|2012 Tour of New Zealand winner|
"The UCI won't allow Drug Free Sport New Zealand to conduct tests in UCI events in New Zealand, this means they will send a UCI drugs inspector to New Zealand, we will have to import all testing devices from overseas, do at least 20 tests during the five days of racing, get a license to export human samples overseas, send all samples to a laboratory in Sydney to be tested all at our cost, this is approximately $30,000 per event," race director Jorge Sandoval told the Manawatu Standard, adding that he understands the need for the new measures.

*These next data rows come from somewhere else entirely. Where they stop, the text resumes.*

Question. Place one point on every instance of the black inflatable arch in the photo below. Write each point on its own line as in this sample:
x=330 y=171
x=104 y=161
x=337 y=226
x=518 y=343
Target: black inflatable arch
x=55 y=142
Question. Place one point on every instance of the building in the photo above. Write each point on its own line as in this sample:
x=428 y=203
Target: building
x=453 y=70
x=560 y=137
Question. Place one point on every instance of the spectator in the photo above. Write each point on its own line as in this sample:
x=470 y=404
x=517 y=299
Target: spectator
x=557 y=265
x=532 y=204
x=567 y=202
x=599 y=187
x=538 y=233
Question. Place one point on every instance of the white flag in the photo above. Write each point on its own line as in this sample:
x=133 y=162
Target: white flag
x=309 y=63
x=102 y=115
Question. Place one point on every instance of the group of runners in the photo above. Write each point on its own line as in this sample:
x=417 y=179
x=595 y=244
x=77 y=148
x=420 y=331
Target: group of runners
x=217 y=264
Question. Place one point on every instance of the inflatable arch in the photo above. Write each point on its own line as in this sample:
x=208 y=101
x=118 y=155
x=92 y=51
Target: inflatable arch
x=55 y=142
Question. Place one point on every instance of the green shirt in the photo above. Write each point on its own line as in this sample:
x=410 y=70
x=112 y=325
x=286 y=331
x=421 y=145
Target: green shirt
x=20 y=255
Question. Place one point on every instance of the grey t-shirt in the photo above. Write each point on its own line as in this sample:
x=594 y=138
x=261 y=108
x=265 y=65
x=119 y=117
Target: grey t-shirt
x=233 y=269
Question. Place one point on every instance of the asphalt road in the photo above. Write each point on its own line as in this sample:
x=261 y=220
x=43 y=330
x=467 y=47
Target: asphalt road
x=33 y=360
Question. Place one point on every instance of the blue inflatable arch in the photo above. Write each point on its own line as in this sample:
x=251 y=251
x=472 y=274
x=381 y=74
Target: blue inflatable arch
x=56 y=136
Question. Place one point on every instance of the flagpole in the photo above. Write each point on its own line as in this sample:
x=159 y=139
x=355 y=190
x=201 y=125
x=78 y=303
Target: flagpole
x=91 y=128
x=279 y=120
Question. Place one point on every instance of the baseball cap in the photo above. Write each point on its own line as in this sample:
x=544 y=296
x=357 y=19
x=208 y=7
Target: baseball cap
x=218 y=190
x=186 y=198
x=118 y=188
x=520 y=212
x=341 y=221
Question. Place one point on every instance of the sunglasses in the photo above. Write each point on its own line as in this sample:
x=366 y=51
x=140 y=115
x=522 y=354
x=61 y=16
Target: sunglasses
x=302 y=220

$30,000? That's a lot of money in women's cycling, with most organisers spending much of the year grubbing around for tiny sponsorship deals and trying their hardest to persuade new backers to come on board when they could have been developing and improving their races, which are then run on budgets that don't resemble shoestrings so much as frayed bits of cotton thread. In UCI terms, however, it's nothing - it'd probably just about cover the average professional men's team's annual laundry bill. There's probably more than thirty grand in small change down the back of the comfy sofas littered about the UCI's swanky HQ in Aigle.
|Get your wallet out, Pat!|
We shall see. What's more, the outcome will let us know if Pat and pals really meant it when they said they wanted to help women's cycling. If not, they can wave goodbye to another chunk of credibility as we wave goodbye to another race.